Elle est l’idéal qu’il n’a jamais réussi à atteindre, malgré ses efforts. Semblables et pourtant différente.

Alors pourquoi a-t-il si mal ?

La surprise première passée, les flots se déversent. Torrent inarrêtable. C’est une tempête qui lui chamboule les neurones, le cœur, l’estomac. Le tout à la fois. Sans aucune raison, aucune, sa cicatice le tiraille. Elle est pourtant si discrète, simple accro qui lui barre le cœur. Il ne comprend pas pourquoi, il ne comprend pas comment. Il ne comprend même pas ce qui se passe dans son propre corps. Un conflit, une guerre, une explosion, une parfaite incompréhension. Ses tempes le vrillent à force de pulser dans le vide. Mais il a beau les soutenir de ses doigts fins, rien n’y fait. Quelle est cette sensation ? Ces sentiments mêlés dans un chaos insondable ?

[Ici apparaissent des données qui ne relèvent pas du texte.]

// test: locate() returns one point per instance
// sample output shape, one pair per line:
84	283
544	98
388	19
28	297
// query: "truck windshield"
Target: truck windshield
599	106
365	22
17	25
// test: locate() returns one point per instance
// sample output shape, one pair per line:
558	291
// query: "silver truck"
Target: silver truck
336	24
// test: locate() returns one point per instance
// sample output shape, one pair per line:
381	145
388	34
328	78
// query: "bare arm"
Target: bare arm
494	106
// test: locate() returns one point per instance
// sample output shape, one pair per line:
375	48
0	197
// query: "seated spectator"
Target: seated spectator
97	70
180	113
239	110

Le ‘pourquoi’ lui a été arraché il y a si longtemps déjà.

Dire qu’il est normalement celui qui a été oublié, et non l’inverse.

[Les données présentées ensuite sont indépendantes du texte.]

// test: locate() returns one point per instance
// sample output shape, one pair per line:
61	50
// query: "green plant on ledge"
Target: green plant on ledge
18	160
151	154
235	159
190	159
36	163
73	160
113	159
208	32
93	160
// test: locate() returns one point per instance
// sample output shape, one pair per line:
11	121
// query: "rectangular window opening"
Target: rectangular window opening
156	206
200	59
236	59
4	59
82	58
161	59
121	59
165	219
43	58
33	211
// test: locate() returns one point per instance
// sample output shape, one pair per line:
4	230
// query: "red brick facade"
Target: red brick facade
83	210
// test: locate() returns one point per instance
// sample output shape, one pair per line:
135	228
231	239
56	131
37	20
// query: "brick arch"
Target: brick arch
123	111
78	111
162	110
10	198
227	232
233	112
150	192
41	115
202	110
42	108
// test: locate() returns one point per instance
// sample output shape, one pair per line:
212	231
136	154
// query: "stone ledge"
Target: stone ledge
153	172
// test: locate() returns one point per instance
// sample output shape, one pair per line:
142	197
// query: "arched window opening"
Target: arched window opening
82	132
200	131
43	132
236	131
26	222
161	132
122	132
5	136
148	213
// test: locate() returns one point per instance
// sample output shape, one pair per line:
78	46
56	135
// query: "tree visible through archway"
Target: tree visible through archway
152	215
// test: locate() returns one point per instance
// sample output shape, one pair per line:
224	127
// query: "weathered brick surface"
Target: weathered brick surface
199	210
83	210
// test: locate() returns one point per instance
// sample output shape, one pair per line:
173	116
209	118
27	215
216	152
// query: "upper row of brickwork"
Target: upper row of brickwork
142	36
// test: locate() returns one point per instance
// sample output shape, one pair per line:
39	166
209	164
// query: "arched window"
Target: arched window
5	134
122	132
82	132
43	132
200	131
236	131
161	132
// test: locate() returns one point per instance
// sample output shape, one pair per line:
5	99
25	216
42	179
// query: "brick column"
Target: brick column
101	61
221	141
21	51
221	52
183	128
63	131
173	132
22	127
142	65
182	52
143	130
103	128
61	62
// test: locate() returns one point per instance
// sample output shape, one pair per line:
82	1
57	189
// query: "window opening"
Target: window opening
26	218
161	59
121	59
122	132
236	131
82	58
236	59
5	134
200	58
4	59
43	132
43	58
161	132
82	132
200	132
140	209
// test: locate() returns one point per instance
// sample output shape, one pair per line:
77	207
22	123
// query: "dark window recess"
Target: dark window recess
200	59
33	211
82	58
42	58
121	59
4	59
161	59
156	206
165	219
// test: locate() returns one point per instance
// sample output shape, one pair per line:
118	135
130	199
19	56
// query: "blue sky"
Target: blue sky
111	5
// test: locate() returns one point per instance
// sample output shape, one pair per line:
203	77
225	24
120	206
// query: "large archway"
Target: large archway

Il ne maîtrise plus. Il ne se maîtrise plus. Alors qu’elle n’est qu’une inconnue. Une inconnue qu’il se doit de protéger. C’est alors que dans un souffle, les flots reprennent leur calme.

Oui... oui, c’est bien ça. Il doit protéger. Il doit la protéger. Elle plus qui quiconque.

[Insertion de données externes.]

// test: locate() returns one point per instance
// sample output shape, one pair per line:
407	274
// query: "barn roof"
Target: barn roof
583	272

La raison ? Depuis quand a-t-il besoin d’une raison pour aider autrui ?

Dans un dernier élan, Justice resserre sa bride à sa gorge. Il est son héros, son justicier et elle a déjà failli le perdre une fois. Une fois de trop.

Dans un large sourire, le jeune panda reprend son masque d’ingénu. Quelques secondes d’absence qu’il met sur le compte de la surprise. Discrètement, il secoue l’écume resté collé à son esprit. Une coïncidence, voilà tout. Son trop peu de sommeil doit le rattraper, voilà tout. La ‘malédiction’ de la brume surnaturelle doit jouer avec sa raison, voilà tout.
Combien de temps croira-t-il à ce joli mensonge ?

Combien de temps le rôle de l’inconnu leur siéra-t-il ?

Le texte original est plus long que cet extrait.